Le Parlement disposerait de trois mois pour analyser l'étude d'impact avant tout vote sur la nationalisation d'ArcelorMittal France.
le sous-amendement n° 340 de M. Verny à l'amendement n°30 de Mme Lebec après l'article premier de la proposition de loi visant à la nationalisation d'ArcelorMittal France afin de préserver la souveraineté industrielle de la France (première lecture).
Dossier législatif
Nationalisation d'ArcelorMittal France
Vous assistez à un vote sur une proposition de loi qui vise à transférer la propriété d’ArcelorMittal France, un groupe sidérurgique (fabricant d’acier), à l’État français. L’objectif affiché est de protéger les emplois et la production industrielle dans un secteur considéré comme stratégique pour le pays. Ce vote intervient lors de la première lecture du texte à l’Assemblée nationale.
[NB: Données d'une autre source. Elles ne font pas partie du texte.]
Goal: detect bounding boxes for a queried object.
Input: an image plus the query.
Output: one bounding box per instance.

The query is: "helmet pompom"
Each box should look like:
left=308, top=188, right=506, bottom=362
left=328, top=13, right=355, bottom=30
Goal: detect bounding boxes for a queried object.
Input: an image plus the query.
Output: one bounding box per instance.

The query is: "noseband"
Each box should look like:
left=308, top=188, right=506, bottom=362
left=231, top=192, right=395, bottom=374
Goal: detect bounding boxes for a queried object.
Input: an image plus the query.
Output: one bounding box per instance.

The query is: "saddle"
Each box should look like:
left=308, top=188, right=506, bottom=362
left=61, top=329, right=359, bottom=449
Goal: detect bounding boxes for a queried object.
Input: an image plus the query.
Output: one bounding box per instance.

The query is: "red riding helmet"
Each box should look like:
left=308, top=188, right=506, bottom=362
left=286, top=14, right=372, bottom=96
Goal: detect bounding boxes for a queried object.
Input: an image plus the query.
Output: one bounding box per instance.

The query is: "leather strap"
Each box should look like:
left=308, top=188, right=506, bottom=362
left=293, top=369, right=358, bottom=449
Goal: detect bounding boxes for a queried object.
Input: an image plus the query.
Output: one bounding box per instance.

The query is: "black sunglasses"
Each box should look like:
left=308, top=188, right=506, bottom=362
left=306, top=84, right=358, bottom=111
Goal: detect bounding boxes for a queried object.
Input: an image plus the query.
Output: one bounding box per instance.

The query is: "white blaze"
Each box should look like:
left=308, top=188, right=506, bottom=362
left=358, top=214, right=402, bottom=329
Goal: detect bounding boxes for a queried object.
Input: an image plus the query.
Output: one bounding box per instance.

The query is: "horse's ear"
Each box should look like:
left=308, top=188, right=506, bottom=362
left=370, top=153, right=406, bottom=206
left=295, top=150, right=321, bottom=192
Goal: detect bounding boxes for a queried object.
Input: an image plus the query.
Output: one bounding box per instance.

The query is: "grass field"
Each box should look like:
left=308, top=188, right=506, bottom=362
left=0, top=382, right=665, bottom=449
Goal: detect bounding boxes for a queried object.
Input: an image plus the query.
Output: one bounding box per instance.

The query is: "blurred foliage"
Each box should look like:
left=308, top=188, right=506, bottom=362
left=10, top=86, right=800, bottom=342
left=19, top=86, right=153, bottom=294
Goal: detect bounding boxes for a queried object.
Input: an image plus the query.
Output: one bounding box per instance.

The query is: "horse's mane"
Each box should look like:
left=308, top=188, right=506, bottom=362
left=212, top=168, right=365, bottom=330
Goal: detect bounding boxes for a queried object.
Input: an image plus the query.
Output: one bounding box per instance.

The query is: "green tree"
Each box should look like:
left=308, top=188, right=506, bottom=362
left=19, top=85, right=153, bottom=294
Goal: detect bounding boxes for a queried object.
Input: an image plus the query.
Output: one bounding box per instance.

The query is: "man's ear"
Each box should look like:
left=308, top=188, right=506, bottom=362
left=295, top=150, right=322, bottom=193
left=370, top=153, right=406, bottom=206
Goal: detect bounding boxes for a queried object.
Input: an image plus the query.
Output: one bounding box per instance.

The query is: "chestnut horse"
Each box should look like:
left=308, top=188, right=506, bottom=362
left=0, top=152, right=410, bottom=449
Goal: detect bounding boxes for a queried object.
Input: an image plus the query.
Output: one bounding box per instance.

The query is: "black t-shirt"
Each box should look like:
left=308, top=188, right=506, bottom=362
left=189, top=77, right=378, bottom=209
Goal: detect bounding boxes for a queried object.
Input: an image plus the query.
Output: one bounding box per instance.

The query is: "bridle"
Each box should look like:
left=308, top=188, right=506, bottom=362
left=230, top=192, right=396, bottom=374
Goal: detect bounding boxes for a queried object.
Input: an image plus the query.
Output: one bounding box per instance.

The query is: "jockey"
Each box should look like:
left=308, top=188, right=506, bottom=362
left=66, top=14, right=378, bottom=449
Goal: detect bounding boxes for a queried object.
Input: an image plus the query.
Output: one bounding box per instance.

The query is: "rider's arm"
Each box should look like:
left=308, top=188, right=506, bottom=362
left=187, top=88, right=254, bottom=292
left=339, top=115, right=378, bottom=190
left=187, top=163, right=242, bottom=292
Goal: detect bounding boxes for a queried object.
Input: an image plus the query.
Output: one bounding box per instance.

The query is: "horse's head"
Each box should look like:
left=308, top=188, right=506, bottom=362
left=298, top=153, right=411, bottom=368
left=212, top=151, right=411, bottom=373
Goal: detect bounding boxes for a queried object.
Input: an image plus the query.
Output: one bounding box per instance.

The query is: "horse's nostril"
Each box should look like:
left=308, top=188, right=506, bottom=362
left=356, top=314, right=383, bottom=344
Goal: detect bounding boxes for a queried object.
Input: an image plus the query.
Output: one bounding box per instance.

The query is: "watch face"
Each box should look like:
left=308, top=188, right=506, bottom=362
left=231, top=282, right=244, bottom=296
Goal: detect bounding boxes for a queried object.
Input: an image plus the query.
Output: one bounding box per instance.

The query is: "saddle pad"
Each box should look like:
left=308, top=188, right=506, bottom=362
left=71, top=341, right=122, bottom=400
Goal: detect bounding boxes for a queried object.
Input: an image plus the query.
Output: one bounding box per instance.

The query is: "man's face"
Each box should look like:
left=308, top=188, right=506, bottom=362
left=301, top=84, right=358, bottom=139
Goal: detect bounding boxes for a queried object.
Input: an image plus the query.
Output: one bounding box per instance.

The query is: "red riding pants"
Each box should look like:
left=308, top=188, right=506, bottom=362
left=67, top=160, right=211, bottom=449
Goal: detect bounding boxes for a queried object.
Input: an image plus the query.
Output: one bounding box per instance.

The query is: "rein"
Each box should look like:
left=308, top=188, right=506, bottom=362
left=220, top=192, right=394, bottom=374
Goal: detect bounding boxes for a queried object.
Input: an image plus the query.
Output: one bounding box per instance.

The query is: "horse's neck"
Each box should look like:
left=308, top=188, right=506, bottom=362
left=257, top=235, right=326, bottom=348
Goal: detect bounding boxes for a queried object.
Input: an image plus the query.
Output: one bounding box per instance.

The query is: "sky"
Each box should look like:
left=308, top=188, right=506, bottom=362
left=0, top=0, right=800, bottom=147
Le sous-amendement n° 340, déposé par le député Verny, proposait de modifier un amendement initial de la députée Lebec. Il prévoyait d’inscrire explicitement dans la loi la nationalisation complète d’ArcelorMittal France, c’est-à-dire le rachat de l’entreprise par l’État pour en prendre le contrôle direct.
Ce sous-amendement a été rejeté par 124 voix contre 42. Cela signifie que la nationalisation d’ArcelorMittal France n’a pas été retenue sous cette forme dans le texte de loi. Le débat se poursuit sur d’autres versions possibles de la mesure.
Cette décision impacte directement les salariés d’ArcelorMittal France, les collectivités locales où l’entreprise est implantée, ainsi que les clients et fournisseurs du groupe sidérurgique.